Nigel Farage has insisted he is the victim of an “establishment hit job” after it emerged he accepted money from a convicted felon, George Cottrell, who was formerly jailed for wire fraud in the US. The revelation comes as the parliamentary standards commissioner investigates whether the Reform UK leader broke rules over an undisclosed £5m gift from the British-Thai crypto billionaire Christopher Harborne.
Farage has always said the Harborne money was for personal use and denied breaking any rules because he was not active in politics at the time. But the Cottrell cash, allegedly spent in part on staff to beef up Farage’s social media, complicates that defence.

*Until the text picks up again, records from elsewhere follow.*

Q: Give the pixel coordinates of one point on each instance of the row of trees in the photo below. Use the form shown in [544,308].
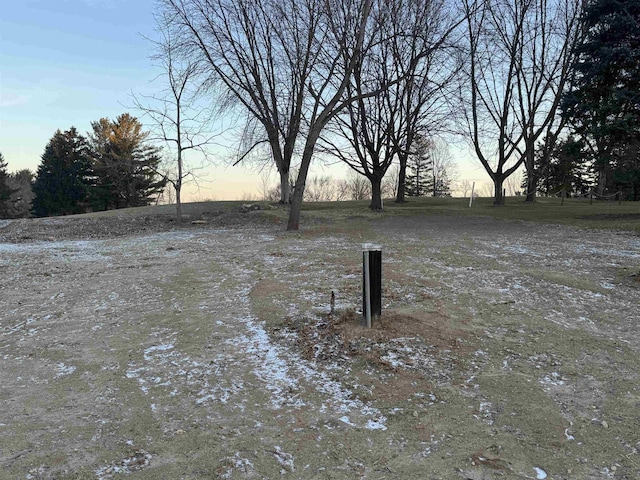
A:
[601,107]
[15,191]
[113,167]
[363,80]
[550,86]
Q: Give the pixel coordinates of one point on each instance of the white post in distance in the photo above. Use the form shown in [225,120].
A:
[473,186]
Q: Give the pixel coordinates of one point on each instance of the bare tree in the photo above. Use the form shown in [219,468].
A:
[178,118]
[321,188]
[519,54]
[355,186]
[399,88]
[287,62]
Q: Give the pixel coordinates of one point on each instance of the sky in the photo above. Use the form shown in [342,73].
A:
[67,63]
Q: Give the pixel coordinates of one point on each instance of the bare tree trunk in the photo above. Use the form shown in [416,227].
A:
[498,194]
[298,191]
[376,193]
[285,188]
[402,179]
[532,183]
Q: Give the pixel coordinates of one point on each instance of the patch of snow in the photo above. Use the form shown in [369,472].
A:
[553,378]
[64,370]
[345,419]
[285,459]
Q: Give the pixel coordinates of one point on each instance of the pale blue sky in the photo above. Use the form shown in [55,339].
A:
[67,63]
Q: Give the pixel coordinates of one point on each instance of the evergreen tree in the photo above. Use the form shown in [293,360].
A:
[21,182]
[63,179]
[126,166]
[5,189]
[564,169]
[604,104]
[419,179]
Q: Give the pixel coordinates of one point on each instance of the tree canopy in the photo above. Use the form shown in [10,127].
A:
[64,176]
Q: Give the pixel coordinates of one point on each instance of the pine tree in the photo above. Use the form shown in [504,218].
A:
[126,166]
[419,180]
[604,105]
[63,179]
[5,189]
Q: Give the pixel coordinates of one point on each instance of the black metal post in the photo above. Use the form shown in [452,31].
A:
[371,283]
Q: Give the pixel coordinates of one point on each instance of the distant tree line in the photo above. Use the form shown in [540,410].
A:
[113,167]
[548,86]
[365,81]
[15,191]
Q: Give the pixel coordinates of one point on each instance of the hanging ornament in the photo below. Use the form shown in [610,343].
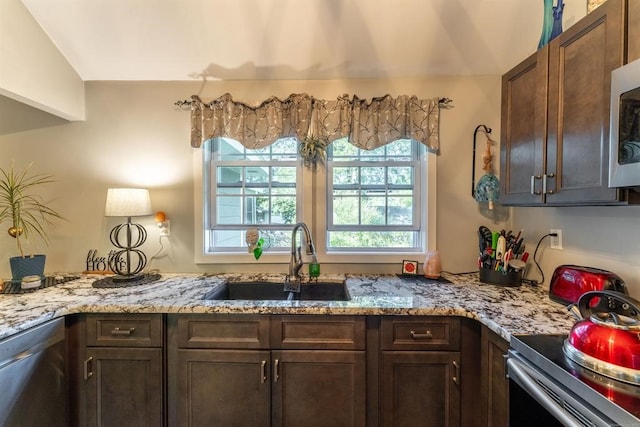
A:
[487,191]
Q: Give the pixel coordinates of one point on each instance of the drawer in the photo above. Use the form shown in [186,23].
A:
[223,331]
[318,332]
[420,333]
[125,330]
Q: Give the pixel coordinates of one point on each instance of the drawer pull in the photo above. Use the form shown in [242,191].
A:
[417,336]
[127,332]
[456,372]
[263,370]
[88,372]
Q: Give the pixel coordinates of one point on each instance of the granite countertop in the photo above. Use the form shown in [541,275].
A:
[505,310]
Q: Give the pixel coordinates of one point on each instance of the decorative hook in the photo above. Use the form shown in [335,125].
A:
[487,131]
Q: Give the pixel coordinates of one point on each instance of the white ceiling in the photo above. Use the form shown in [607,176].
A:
[292,39]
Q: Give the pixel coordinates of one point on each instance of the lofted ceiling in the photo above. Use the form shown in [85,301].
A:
[292,39]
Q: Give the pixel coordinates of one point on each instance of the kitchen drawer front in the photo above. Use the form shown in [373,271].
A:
[125,330]
[420,333]
[223,331]
[318,332]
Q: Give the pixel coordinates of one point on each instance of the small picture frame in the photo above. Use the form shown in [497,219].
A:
[409,267]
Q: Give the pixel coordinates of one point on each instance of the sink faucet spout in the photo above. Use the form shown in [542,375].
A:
[296,263]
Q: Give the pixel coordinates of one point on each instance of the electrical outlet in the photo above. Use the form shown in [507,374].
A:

MPs are obliged to declare significant benefits of a non-personal nature for a year prior to getting elected.
“Nigel Farage faces investigations over £5m from a crypto billionaire and cash from a convicted felon.”
The twin scandals have set Westminster abuzz with speculation over Farage’s future. The Guardian columnist Gaby Hinsliff described the situation as “a watershed moment in British politics”, arguing that without Farage, Reform UK’s millions of voters would not melt away but the anti‑establishment rage he has channelled “seems unlikely to take the same electorally coherent shape”.
At 62, Farage has never groomed a successor, having run his political ventures as personal fiefdoms. Hinsliff noted that if he were forced out or chose to leave, the anger he has expertly orchestrated would find another outlet, but Reform would lose its dominant figure.
The standards commissioner has yet to rule on whether Farage should have declared the £5m from Harborne, whose identity was revealed by the Guardian. Critics question whether Farage simply has rich friends or whether something seedier has been going on. Farage himself has painted the investigations as a coordinated attack.
Labour, meanwhile, cannot afford complacency, Hinsliff argued, as the public still needs something worth voting for. The upheaval could give the Greater Manchester mayor, Andy Burnham, a head start – but the biggest pitfall would be taking Reform voters for granted.
For now, all eyes are on the commissioner’s ruling, which may shed light on whether the funding was legitimate or whether Farage crossed a line. What remains clear is that no politician is greater than their party – except, perhaps, the one man at Westminster to whom that convention rarely applies.